Useful shell and Linux programs:

mkdir: creates a directory
      e.g. "mkdir shell_fu"
cd: changes the working directory
      e.g. "cd shell_fu"
pwd: prints your current working directory (Print Working Directory, or pwd for short)
curl: downloads a file from a URL, use > to save it, 
      e.g. "curl http://www.gutenberg.org/cache/epub/50133/pg50133.txt > pg50133.txt"
cat: prints out a file or any input given to it
      e.g. "cat instructions.txt"
less: stops after the first page of output when there are multiple pages of output
      e.g. "less instructions.txt"
ls: lists all the files in the working directory
wc: counts the number of characters, words and lines. Select which you want using an option.
      e.g. "cat pg50133.txt | wc -l" prints the number of lines in pg50133.txt
           "cat pg50133.txt | wc -w" prints the number of words in pg50133.txt
sort: sorts the input and prints lines in sorted order to output, 
      e.g. "sort -n" sorts numbers. "sort -r" sorts in reverse order. "sort -nr" does both
tr: changes one character to another, 
      e.g. "tr ' ' '\n'" changes all spaces to newlines
		   "tr -d '\r'" deletes all fake newlines.
           "tr -d '[:cntrl:]'" deletes all invisible control characters
grep: checks the input or a file for some pattern, 
      e.g. "grep ." prints out only lines that have at least one character of any type
      "grep -i wilbur filename" prints out all the lines that contain Wilbur, or wilbur, or WiLbUr.
uniq: checks if there are duplicates and prints only one of them. 
      e.g. "uniq -c" removes duplicates but also counts them
head -n: prints out the top n lines of the input, 
      e.g. "cat most_freq.txt | head -10" prints the top 10 lines of filename.
cp file1 file2: copies a file file1 to another file file2
mv file1 file2: copies a file (file1) to another file (file2) and removes the original (file1)
man: lists the manual for a program or concept, 
      e.g. run "man ascii" about how text is represented

For each program you can find out more by running it with "--help", e.g. "sort --help"

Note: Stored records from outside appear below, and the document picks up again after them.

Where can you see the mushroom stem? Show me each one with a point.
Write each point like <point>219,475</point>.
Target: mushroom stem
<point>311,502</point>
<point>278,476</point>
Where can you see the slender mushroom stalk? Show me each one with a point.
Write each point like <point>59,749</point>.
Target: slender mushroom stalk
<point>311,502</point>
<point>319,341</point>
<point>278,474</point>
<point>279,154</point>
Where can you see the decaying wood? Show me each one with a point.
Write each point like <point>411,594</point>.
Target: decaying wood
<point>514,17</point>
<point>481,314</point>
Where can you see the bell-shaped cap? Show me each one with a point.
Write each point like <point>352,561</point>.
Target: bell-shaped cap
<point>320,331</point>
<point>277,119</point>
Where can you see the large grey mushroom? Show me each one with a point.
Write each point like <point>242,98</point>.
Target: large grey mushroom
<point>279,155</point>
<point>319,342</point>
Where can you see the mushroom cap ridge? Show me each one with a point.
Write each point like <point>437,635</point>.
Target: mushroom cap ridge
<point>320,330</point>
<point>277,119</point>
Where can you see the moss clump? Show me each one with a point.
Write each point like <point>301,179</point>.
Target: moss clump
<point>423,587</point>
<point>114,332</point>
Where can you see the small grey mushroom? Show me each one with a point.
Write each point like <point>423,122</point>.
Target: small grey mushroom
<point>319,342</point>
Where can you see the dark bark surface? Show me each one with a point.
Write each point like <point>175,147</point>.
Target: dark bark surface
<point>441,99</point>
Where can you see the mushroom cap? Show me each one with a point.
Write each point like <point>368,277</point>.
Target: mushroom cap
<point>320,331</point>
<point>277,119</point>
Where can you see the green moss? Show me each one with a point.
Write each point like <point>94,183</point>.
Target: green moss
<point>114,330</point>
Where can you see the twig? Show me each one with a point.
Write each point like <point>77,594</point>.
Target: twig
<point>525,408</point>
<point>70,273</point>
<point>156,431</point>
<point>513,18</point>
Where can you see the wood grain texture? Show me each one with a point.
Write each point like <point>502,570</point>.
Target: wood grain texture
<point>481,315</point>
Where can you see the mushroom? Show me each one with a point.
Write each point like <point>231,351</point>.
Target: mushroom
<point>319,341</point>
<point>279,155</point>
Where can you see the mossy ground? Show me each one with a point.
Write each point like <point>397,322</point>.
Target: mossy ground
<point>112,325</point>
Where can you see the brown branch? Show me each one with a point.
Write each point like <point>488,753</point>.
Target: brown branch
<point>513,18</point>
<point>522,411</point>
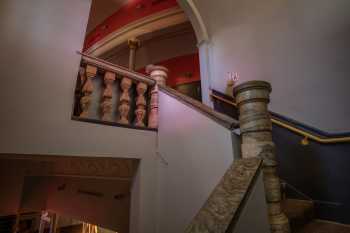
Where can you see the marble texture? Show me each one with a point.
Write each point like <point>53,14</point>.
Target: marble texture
<point>228,197</point>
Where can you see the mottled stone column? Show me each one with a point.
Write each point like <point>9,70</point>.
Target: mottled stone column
<point>256,130</point>
<point>159,74</point>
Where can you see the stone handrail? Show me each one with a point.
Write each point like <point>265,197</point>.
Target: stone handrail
<point>132,95</point>
<point>220,118</point>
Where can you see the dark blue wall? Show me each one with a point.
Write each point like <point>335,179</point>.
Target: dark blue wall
<point>318,171</point>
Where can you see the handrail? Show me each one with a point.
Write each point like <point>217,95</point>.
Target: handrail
<point>116,69</point>
<point>220,118</point>
<point>291,128</point>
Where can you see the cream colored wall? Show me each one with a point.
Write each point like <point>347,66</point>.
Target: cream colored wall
<point>301,47</point>
<point>39,66</point>
<point>195,152</point>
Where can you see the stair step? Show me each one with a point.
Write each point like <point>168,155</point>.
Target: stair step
<point>299,212</point>
<point>321,226</point>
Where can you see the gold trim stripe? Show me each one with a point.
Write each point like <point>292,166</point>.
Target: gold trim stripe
<point>303,133</point>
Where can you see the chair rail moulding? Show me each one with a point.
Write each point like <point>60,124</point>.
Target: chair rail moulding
<point>155,22</point>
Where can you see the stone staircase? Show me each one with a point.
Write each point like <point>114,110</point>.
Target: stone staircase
<point>302,219</point>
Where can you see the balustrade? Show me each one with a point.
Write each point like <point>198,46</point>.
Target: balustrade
<point>116,95</point>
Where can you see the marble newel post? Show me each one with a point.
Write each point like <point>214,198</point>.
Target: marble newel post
<point>159,74</point>
<point>256,129</point>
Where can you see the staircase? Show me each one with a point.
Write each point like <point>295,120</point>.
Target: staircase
<point>302,219</point>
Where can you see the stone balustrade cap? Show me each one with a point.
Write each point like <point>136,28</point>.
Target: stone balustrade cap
<point>151,68</point>
<point>255,84</point>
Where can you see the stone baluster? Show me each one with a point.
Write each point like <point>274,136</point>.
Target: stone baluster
<point>126,83</point>
<point>133,44</point>
<point>141,103</point>
<point>159,74</point>
<point>87,90</point>
<point>106,105</point>
<point>256,130</point>
<point>124,105</point>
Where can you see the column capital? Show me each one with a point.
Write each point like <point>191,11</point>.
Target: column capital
<point>252,91</point>
<point>134,43</point>
<point>158,73</point>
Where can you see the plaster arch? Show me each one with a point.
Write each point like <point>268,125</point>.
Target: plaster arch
<point>204,47</point>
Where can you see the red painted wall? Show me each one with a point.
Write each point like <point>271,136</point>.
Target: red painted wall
<point>131,11</point>
<point>180,68</point>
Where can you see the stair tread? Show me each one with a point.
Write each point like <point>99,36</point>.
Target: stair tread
<point>320,226</point>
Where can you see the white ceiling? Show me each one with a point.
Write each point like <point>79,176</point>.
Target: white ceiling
<point>100,10</point>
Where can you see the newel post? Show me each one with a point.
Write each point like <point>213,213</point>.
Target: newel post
<point>256,129</point>
<point>159,74</point>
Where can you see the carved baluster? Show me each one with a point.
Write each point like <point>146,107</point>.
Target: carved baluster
<point>106,105</point>
<point>159,74</point>
<point>140,111</point>
<point>124,106</point>
<point>87,90</point>
<point>255,125</point>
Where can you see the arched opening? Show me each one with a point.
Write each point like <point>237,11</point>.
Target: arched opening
<point>170,34</point>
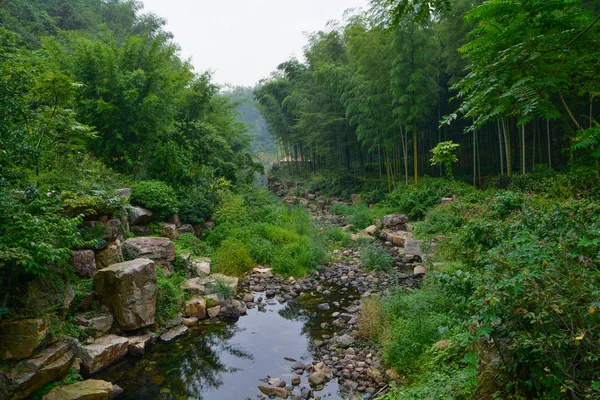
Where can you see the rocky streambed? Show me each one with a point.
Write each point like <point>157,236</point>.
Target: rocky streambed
<point>298,340</point>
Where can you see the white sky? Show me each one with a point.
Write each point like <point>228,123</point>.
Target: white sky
<point>242,41</point>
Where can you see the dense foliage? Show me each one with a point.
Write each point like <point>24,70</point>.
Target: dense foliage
<point>380,90</point>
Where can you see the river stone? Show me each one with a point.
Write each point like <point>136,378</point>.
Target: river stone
<point>174,219</point>
<point>196,308</point>
<point>159,250</point>
<point>112,254</point>
<point>84,262</point>
<point>170,231</point>
<point>395,222</point>
<point>4,389</point>
<point>20,339</point>
<point>213,312</point>
<point>102,353</point>
<point>95,326</point>
<point>316,379</point>
<point>186,228</point>
<point>232,309</point>
<point>45,366</point>
<point>200,266</point>
<point>90,389</point>
<point>371,230</point>
<point>139,216</point>
<point>174,333</point>
<point>419,270</point>
<point>129,289</point>
<point>414,246</point>
<point>272,391</point>
<point>138,344</point>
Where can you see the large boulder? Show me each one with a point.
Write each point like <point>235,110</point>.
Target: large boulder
<point>395,222</point>
<point>102,353</point>
<point>129,289</point>
<point>45,366</point>
<point>232,309</point>
<point>159,250</point>
<point>87,390</point>
<point>139,216</point>
<point>20,339</point>
<point>196,308</point>
<point>45,295</point>
<point>94,325</point>
<point>112,254</point>
<point>84,262</point>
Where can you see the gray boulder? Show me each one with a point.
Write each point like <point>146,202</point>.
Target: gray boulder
<point>45,366</point>
<point>84,262</point>
<point>139,216</point>
<point>102,353</point>
<point>159,250</point>
<point>90,389</point>
<point>20,339</point>
<point>129,289</point>
<point>112,254</point>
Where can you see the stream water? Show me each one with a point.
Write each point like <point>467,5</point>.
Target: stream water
<point>226,359</point>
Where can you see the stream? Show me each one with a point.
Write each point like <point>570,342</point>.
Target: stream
<point>227,360</point>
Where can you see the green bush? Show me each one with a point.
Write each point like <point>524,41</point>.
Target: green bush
<point>233,258</point>
<point>416,321</point>
<point>360,216</point>
<point>157,196</point>
<point>377,258</point>
<point>170,297</point>
<point>196,203</point>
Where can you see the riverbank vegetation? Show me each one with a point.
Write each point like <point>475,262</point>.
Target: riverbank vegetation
<point>502,95</point>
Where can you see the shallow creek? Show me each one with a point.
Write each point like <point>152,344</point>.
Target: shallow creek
<point>227,360</point>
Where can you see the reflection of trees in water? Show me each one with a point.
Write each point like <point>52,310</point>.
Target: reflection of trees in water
<point>191,366</point>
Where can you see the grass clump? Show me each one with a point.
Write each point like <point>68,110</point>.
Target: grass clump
<point>376,258</point>
<point>233,258</point>
<point>170,297</point>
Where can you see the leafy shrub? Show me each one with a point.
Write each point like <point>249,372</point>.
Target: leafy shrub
<point>220,288</point>
<point>231,209</point>
<point>417,321</point>
<point>233,258</point>
<point>377,258</point>
<point>298,258</point>
<point>170,297</point>
<point>189,243</point>
<point>196,203</point>
<point>157,196</point>
<point>371,318</point>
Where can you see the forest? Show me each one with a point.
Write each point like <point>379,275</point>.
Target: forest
<point>473,122</point>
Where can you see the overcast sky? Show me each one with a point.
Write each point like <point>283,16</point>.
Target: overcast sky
<point>242,41</point>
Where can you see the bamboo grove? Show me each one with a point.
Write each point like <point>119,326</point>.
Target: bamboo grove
<point>514,82</point>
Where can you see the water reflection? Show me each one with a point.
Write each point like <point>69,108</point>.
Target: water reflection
<point>227,360</point>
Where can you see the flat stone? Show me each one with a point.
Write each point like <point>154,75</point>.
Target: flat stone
<point>20,339</point>
<point>112,254</point>
<point>129,289</point>
<point>102,353</point>
<point>84,262</point>
<point>159,250</point>
<point>174,334</point>
<point>138,344</point>
<point>45,366</point>
<point>90,389</point>
<point>196,308</point>
<point>139,216</point>
<point>273,391</point>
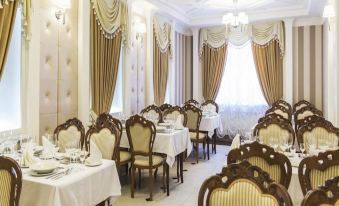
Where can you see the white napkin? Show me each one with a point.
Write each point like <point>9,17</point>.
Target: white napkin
<point>178,123</point>
<point>236,142</point>
<point>95,154</point>
<point>28,158</point>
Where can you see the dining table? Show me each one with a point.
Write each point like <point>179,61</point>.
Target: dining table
<point>83,186</point>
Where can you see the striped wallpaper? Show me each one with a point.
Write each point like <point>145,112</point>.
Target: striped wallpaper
<point>308,64</point>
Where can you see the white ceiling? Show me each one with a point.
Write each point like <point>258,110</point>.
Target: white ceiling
<point>210,12</point>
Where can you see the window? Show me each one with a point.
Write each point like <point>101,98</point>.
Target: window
<point>240,97</point>
<point>117,104</point>
<point>10,83</point>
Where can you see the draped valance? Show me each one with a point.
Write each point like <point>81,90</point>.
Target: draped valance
<point>259,34</point>
<point>112,16</point>
<point>162,33</point>
<point>26,6</point>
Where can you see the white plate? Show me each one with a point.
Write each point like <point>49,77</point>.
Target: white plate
<point>44,166</point>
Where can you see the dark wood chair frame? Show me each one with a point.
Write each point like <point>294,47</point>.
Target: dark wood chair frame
<point>155,108</point>
<point>301,102</point>
<point>283,125</point>
<point>256,149</point>
<point>243,170</point>
<point>205,140</point>
<point>323,195</point>
<point>282,108</point>
<point>136,119</point>
<point>321,162</point>
<point>310,126</point>
<point>12,167</point>
<point>72,122</point>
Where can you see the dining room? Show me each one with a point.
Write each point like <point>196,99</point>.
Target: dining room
<point>169,102</point>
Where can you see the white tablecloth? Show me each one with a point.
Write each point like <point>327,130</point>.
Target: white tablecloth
<point>85,186</point>
<point>210,123</point>
<point>170,144</point>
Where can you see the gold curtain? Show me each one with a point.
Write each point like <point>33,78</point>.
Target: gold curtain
<point>105,56</point>
<point>160,72</point>
<point>213,66</point>
<point>7,20</point>
<point>269,66</point>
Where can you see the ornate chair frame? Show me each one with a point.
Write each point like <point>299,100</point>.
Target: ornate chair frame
<point>246,171</point>
<point>137,119</point>
<point>256,149</point>
<point>324,195</point>
<point>12,167</point>
<point>72,122</point>
<point>321,162</point>
<point>155,108</point>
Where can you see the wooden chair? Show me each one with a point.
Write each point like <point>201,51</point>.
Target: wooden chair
<point>242,184</point>
<point>314,171</point>
<point>211,104</point>
<point>194,116</point>
<point>174,112</point>
<point>193,102</point>
<point>323,195</point>
<point>278,109</point>
<point>301,104</point>
<point>152,110</point>
<point>141,135</point>
<point>318,133</point>
<point>274,128</point>
<point>277,165</point>
<point>70,134</point>
<point>284,104</point>
<point>10,182</point>
<point>165,107</point>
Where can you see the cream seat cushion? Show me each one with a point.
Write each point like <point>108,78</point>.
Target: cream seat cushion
<point>241,192</point>
<point>5,187</point>
<point>125,156</point>
<point>144,160</point>
<point>193,135</point>
<point>105,142</point>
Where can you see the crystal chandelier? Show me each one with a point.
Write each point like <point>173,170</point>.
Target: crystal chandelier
<point>235,18</point>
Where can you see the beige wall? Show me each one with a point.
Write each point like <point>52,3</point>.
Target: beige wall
<point>308,64</point>
<point>58,66</point>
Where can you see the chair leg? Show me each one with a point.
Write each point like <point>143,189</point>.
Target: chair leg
<point>132,181</point>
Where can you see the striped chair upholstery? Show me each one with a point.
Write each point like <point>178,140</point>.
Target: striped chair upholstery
<point>313,171</point>
<point>243,184</point>
<point>10,182</point>
<point>275,164</point>
<point>324,195</point>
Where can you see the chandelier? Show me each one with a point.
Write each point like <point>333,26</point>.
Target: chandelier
<point>235,18</point>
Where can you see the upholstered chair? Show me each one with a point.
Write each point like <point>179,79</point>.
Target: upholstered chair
<point>141,134</point>
<point>321,134</point>
<point>323,195</point>
<point>273,128</point>
<point>274,163</point>
<point>10,182</point>
<point>154,111</point>
<point>70,134</point>
<point>174,112</point>
<point>314,171</point>
<point>242,184</point>
<point>194,116</point>
<point>278,109</point>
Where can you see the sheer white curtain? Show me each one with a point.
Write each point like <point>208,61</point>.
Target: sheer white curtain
<point>240,97</point>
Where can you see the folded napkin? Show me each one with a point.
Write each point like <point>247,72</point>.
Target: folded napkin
<point>236,142</point>
<point>28,158</point>
<point>95,154</point>
<point>178,123</point>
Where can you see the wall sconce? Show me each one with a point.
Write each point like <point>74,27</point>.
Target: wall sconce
<point>140,29</point>
<point>60,13</point>
<point>329,14</point>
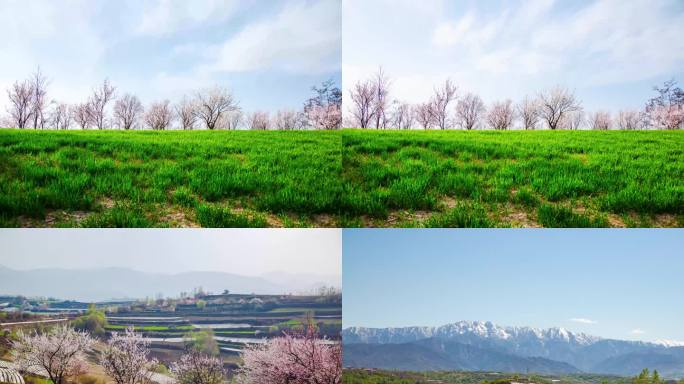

The output of this shell challenge should look like this:

If you run "cat 10_most_freq.txt" to view the contents of that file it should show:

1387 the
 720 of
 668 and
 442 to
 416 a
 323 in
 222 was
 200 that
 173 he
 164 with

If you get the following instead:

1272 the
 658 of
 596 and
 498 
 413 to
 383 a
 307 in
 253 
 198 was
 189 that

Then you are almost there. We want to get rid of invisible characters
and empty lines. Just remove '\r' from the file (using "tr -d '\r'")
and ignore empty lines by printing only those lines that have at
least one character (using "grep .").